The new security law, due to be presented today as a motion at the National People’s Congress (NPC) is aimed at outlawing activities that are perceived to undermine the central government as well as eliminating external interference in Hong Kong. In response to this prospect, stocks in Hong Kong have fallen almost 3% for the second day in a row.
Generally a rise in geopolitical tensions and sabre rattling as witnessed this week should be positive for gold, given its status as a safe haven. However, the price action following last week’s break above the $1747 high of April (in line with our call in early May here ) has been somewhat tepid.
“The rally from the March $1451 low appears to be missing a final leg higher above the April $1747 to complete a 5-wave rally.”

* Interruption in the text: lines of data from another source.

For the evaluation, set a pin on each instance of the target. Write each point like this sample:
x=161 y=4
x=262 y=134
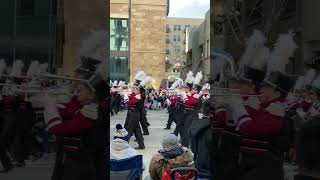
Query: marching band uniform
x=171 y=104
x=192 y=107
x=133 y=118
x=82 y=152
x=143 y=113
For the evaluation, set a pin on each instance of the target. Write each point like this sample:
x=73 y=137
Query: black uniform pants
x=80 y=166
x=133 y=126
x=144 y=121
x=179 y=118
x=189 y=117
x=171 y=117
x=227 y=165
x=262 y=165
x=6 y=133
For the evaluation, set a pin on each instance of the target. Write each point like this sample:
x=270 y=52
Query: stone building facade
x=147 y=29
x=198 y=49
x=176 y=43
x=80 y=19
x=236 y=20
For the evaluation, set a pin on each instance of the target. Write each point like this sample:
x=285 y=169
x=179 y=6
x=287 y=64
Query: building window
x=119 y=67
x=25 y=7
x=178 y=48
x=119 y=35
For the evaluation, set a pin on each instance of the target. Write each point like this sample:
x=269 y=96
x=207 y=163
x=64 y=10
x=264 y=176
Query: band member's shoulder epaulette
x=90 y=111
x=138 y=96
x=253 y=102
x=276 y=108
x=196 y=96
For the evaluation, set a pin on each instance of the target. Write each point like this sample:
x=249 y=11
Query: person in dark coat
x=201 y=138
x=307 y=149
x=84 y=135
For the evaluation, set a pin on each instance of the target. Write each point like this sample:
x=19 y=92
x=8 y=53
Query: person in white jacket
x=120 y=147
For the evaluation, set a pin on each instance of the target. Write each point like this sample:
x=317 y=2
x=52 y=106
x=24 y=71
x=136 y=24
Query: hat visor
x=272 y=85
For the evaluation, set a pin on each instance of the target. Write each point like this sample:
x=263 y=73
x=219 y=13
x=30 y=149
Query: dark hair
x=308 y=145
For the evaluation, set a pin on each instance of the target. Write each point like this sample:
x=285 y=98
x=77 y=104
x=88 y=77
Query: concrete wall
x=148 y=25
x=81 y=17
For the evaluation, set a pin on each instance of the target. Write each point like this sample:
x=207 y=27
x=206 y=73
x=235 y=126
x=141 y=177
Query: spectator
x=119 y=146
x=308 y=148
x=172 y=155
x=201 y=137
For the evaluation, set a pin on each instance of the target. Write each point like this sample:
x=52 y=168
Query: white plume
x=316 y=82
x=115 y=83
x=140 y=75
x=95 y=46
x=33 y=68
x=3 y=66
x=175 y=84
x=43 y=68
x=299 y=83
x=282 y=51
x=17 y=68
x=198 y=78
x=256 y=54
x=206 y=86
x=145 y=81
x=102 y=70
x=309 y=76
x=189 y=78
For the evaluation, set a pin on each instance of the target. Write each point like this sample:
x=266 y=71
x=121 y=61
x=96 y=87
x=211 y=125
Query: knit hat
x=121 y=133
x=169 y=142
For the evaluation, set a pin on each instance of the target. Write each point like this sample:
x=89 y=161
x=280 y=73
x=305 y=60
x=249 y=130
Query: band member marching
x=134 y=114
x=192 y=103
x=80 y=132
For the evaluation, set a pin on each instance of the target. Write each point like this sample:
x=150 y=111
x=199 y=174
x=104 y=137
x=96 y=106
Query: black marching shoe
x=140 y=147
x=20 y=164
x=7 y=169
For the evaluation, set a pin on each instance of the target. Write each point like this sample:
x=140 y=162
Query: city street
x=158 y=120
x=37 y=170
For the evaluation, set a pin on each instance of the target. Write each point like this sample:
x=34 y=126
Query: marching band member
x=264 y=132
x=82 y=149
x=133 y=116
x=171 y=101
x=180 y=108
x=192 y=103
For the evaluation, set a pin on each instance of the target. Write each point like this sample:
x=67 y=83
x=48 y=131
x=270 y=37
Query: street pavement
x=158 y=120
x=34 y=170
x=42 y=168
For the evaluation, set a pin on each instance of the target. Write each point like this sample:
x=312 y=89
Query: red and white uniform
x=132 y=99
x=190 y=100
x=267 y=121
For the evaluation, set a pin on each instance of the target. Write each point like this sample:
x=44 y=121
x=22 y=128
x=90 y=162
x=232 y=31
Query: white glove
x=168 y=101
x=184 y=96
x=50 y=112
x=125 y=97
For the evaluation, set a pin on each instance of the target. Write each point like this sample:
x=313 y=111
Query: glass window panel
x=119 y=35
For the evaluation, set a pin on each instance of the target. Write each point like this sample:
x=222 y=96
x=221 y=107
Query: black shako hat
x=279 y=81
x=99 y=86
x=87 y=66
x=251 y=75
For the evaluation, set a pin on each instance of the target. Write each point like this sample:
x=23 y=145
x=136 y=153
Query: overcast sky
x=189 y=8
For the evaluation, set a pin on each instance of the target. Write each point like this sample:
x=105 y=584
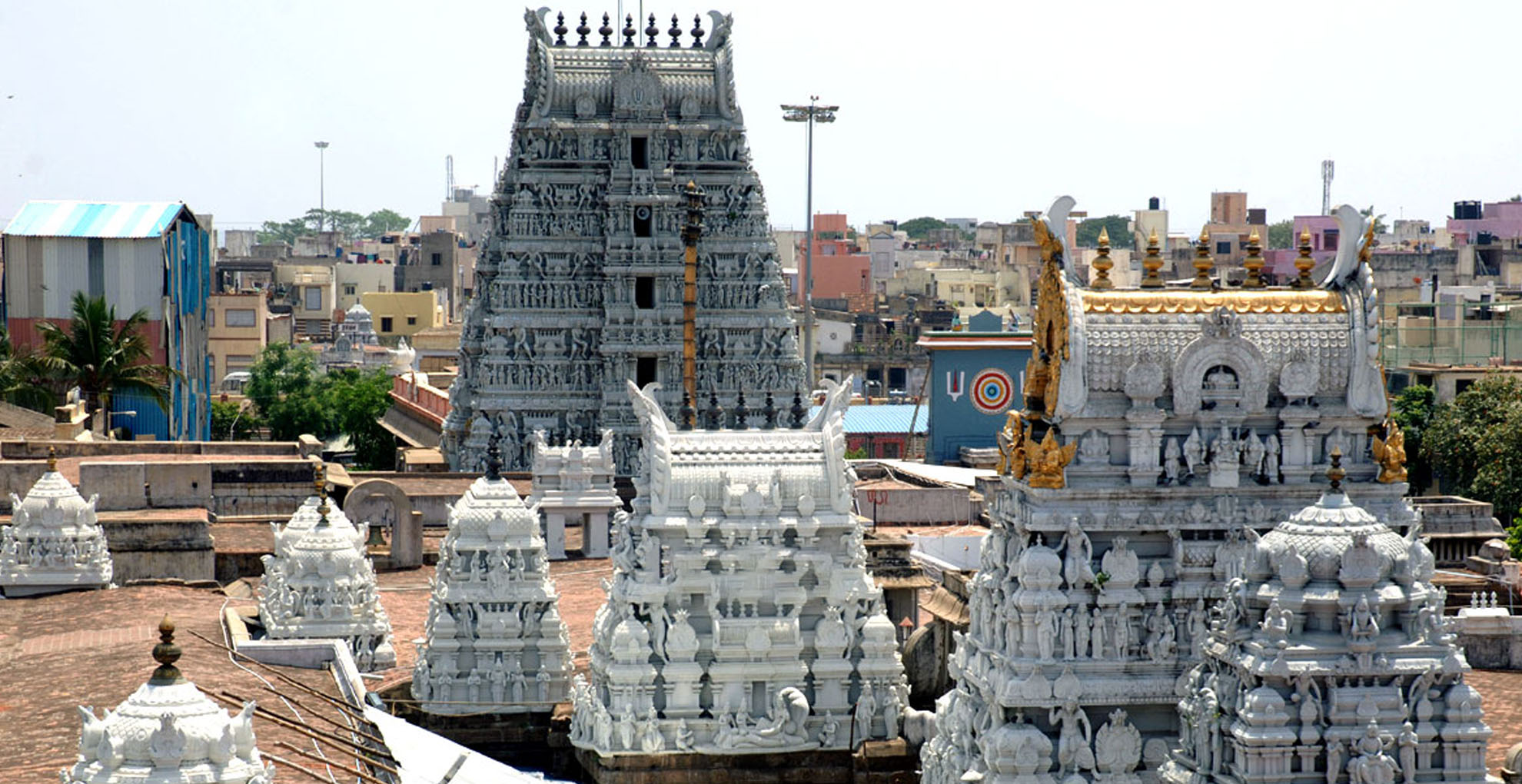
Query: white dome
x=168 y=733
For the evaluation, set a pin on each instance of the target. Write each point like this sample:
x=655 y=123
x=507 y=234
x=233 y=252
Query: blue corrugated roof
x=118 y=220
x=883 y=417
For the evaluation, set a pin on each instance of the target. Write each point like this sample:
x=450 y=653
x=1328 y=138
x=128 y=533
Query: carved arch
x=1201 y=355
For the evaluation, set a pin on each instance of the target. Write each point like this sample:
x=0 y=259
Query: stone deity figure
x=1078 y=554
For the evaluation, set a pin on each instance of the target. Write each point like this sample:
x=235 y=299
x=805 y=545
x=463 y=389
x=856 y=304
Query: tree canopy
x=1475 y=445
x=1118 y=228
x=352 y=224
x=101 y=357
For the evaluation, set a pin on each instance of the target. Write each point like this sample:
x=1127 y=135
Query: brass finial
x=1152 y=262
x=1102 y=264
x=1203 y=262
x=1337 y=473
x=1303 y=262
x=166 y=653
x=1254 y=262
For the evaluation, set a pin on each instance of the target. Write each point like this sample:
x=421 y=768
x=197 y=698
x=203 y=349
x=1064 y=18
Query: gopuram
x=1163 y=428
x=580 y=281
x=740 y=617
x=323 y=586
x=495 y=641
x=1328 y=661
x=574 y=483
x=54 y=541
x=168 y=733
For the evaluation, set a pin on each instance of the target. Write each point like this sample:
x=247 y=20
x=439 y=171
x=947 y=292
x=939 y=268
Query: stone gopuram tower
x=580 y=284
x=1163 y=428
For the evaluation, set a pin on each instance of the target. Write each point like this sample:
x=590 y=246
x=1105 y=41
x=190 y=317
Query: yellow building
x=402 y=313
x=234 y=327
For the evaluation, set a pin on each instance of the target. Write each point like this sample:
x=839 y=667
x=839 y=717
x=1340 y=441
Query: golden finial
x=1337 y=473
x=1152 y=262
x=1203 y=262
x=1254 y=262
x=1102 y=264
x=166 y=653
x=1304 y=264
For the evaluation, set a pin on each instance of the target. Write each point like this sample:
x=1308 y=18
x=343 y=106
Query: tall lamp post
x=321 y=186
x=812 y=113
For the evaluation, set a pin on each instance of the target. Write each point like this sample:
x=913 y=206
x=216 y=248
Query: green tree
x=921 y=228
x=1281 y=235
x=358 y=399
x=288 y=393
x=1118 y=228
x=1475 y=443
x=385 y=221
x=1413 y=413
x=102 y=357
x=23 y=378
x=233 y=420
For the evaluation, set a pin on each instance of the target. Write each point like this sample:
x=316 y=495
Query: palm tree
x=23 y=380
x=102 y=357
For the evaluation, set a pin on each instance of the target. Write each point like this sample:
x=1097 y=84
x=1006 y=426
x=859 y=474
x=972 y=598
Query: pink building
x=1474 y=221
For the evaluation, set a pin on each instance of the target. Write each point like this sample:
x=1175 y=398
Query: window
x=640 y=151
x=643 y=221
x=644 y=370
x=646 y=293
x=95 y=253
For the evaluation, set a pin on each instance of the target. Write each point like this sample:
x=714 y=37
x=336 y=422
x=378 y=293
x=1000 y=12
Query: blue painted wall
x=956 y=420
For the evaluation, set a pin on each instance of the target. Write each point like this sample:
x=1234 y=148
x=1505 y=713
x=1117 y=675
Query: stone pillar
x=594 y=537
x=407 y=541
x=556 y=535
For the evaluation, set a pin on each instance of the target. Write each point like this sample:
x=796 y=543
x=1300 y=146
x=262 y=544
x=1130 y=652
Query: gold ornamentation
x=1205 y=302
x=1045 y=367
x=1048 y=459
x=1390 y=453
x=1012 y=445
x=1254 y=262
x=1152 y=262
x=1102 y=264
x=1304 y=264
x=1203 y=262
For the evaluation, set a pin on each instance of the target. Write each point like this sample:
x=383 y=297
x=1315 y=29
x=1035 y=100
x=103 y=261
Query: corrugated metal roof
x=883 y=417
x=118 y=220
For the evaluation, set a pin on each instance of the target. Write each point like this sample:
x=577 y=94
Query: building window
x=644 y=370
x=95 y=254
x=646 y=293
x=640 y=151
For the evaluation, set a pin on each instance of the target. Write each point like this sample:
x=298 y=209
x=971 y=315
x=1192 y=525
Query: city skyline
x=982 y=111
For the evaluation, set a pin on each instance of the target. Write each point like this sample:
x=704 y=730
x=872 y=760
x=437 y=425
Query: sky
x=952 y=110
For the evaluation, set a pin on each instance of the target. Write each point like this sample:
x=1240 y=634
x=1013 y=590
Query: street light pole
x=812 y=113
x=321 y=186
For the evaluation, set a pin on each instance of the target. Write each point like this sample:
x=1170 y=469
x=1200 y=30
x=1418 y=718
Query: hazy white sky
x=955 y=110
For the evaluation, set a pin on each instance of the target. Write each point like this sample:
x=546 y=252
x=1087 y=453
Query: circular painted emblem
x=992 y=392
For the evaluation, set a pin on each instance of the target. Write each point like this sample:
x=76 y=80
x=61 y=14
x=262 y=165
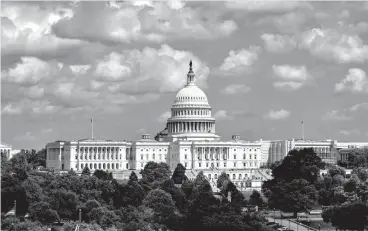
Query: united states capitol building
x=189 y=138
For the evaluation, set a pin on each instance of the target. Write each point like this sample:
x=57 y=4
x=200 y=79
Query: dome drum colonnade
x=191 y=112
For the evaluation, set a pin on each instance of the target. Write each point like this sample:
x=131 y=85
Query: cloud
x=335 y=115
x=240 y=61
x=264 y=6
x=164 y=116
x=355 y=81
x=291 y=77
x=333 y=44
x=349 y=132
x=222 y=115
x=341 y=45
x=153 y=22
x=358 y=107
x=27 y=137
x=26 y=29
x=46 y=130
x=277 y=115
x=107 y=84
x=233 y=89
x=278 y=43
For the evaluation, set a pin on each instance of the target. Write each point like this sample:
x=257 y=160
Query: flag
x=11 y=212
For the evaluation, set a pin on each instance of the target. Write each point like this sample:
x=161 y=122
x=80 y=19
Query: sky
x=265 y=67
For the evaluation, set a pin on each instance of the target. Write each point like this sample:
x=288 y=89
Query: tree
x=256 y=199
x=179 y=174
x=103 y=175
x=42 y=211
x=293 y=187
x=349 y=216
x=358 y=158
x=86 y=171
x=291 y=197
x=161 y=203
x=155 y=172
x=299 y=164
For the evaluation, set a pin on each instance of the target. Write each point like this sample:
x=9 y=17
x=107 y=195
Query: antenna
x=303 y=130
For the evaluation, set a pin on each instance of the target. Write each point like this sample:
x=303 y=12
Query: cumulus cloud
x=119 y=78
x=333 y=44
x=277 y=115
x=335 y=115
x=222 y=115
x=264 y=6
x=342 y=45
x=290 y=77
x=26 y=29
x=164 y=116
x=153 y=22
x=27 y=137
x=349 y=132
x=278 y=43
x=355 y=81
x=240 y=61
x=233 y=89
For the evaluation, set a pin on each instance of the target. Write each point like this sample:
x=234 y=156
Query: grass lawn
x=315 y=224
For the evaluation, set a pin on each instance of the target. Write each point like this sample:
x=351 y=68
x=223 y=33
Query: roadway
x=292 y=225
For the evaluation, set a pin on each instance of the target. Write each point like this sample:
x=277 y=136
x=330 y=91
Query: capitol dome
x=191 y=113
x=191 y=93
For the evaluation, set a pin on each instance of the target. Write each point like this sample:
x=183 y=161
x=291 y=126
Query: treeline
x=158 y=201
x=298 y=186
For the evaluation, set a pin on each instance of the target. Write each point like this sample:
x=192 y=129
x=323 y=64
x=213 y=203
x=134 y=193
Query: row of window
x=245 y=164
x=240 y=176
x=154 y=149
x=190 y=112
x=100 y=149
x=101 y=166
x=104 y=157
x=153 y=156
x=224 y=156
x=212 y=149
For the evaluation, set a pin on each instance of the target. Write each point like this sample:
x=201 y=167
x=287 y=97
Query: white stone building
x=189 y=138
x=8 y=150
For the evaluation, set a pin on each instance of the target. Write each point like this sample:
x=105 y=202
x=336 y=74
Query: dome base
x=192 y=137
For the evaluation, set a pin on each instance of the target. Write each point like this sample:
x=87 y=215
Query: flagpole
x=303 y=130
x=92 y=127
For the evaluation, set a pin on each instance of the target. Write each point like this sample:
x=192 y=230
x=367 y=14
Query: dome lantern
x=190 y=75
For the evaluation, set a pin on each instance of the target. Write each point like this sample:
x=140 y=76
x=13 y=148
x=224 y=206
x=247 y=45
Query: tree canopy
x=151 y=203
x=293 y=187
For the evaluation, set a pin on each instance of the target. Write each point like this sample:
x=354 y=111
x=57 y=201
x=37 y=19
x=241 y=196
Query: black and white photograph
x=183 y=115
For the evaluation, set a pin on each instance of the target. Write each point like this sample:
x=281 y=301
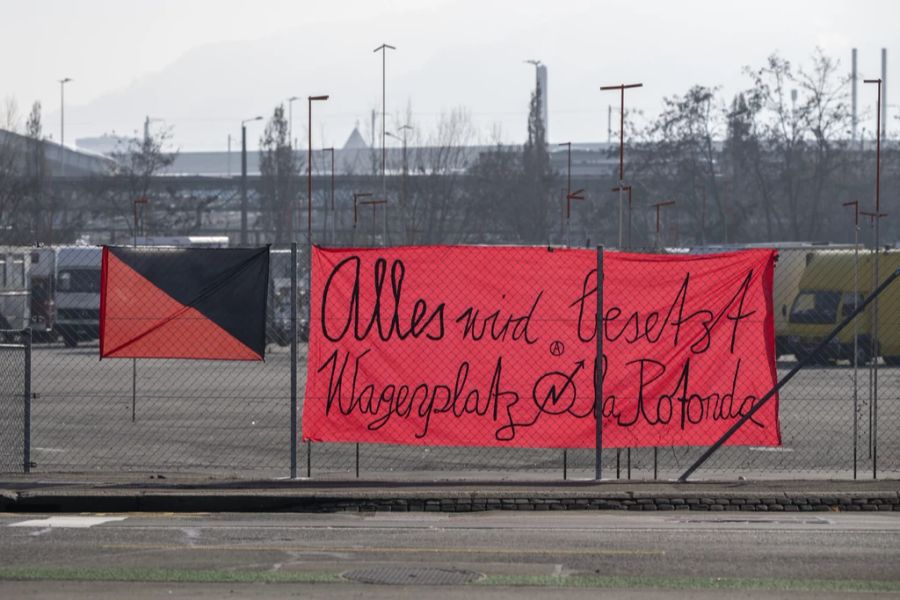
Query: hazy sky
x=203 y=65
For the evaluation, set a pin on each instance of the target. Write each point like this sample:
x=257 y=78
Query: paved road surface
x=829 y=555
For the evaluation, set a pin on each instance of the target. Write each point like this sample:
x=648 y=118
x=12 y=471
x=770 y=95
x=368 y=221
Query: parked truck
x=15 y=308
x=828 y=294
x=789 y=268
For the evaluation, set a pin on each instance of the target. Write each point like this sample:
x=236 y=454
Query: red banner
x=496 y=346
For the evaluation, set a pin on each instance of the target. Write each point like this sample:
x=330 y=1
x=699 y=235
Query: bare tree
x=800 y=121
x=131 y=181
x=279 y=171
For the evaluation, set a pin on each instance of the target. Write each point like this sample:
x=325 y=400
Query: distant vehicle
x=827 y=296
x=77 y=297
x=15 y=305
x=792 y=260
x=184 y=241
x=278 y=329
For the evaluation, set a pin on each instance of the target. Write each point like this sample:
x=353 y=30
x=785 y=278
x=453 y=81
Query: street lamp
x=621 y=87
x=62 y=123
x=244 y=177
x=333 y=214
x=658 y=206
x=383 y=48
x=620 y=189
x=291 y=101
x=404 y=129
x=62 y=109
x=309 y=171
x=356 y=197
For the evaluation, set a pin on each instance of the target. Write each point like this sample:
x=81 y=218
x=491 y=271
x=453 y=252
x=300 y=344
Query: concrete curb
x=304 y=496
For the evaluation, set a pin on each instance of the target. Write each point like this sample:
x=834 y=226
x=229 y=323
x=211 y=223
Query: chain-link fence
x=838 y=418
x=15 y=400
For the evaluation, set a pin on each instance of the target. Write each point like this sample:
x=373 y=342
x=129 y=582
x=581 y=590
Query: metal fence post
x=598 y=372
x=26 y=438
x=294 y=360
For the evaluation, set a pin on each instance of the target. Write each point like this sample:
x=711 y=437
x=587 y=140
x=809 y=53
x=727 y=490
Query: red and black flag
x=207 y=303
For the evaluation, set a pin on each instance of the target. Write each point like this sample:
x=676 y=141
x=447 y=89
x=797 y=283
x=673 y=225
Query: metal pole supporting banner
x=26 y=437
x=293 y=343
x=598 y=372
x=801 y=364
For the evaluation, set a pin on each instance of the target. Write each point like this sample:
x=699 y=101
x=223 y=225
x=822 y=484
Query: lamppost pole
x=244 y=177
x=570 y=195
x=621 y=87
x=291 y=101
x=876 y=217
x=620 y=189
x=309 y=171
x=331 y=212
x=658 y=206
x=62 y=123
x=383 y=48
x=855 y=205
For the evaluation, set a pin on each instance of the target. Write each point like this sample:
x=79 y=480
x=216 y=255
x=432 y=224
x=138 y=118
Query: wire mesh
x=234 y=418
x=12 y=403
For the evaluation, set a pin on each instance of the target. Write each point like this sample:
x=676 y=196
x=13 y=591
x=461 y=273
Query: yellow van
x=827 y=295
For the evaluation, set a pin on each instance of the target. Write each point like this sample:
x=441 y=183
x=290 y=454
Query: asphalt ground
x=233 y=419
x=493 y=555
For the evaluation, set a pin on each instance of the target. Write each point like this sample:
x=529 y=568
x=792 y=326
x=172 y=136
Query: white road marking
x=67 y=522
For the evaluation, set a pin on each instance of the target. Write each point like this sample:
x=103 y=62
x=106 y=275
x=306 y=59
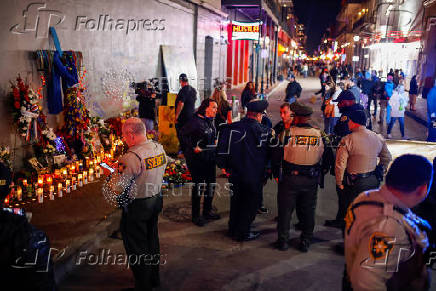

This raises the possibility that if gold has completed a 5-wave rally at this week’s $1765 high, it is on the verge of a significant corrective pullback. At the minimum the bearish divergence viewed on the RSI indicator on the daily chart warns that upside momentum is falling and a valid reason to tighten up stops on long gold positions.
More evidence that a pullback is looming is required. Should gold close this week much below $1735 it would leave a bearish weekly candle in place as well as bearish divergence via the RSI indicator on the weekly chart.
Presuming this occurs, a sustained break below support at $1710 would provide further confirmation that a medium-term high is in place and that a deeper pullback is underway into the $1550/1450 support region.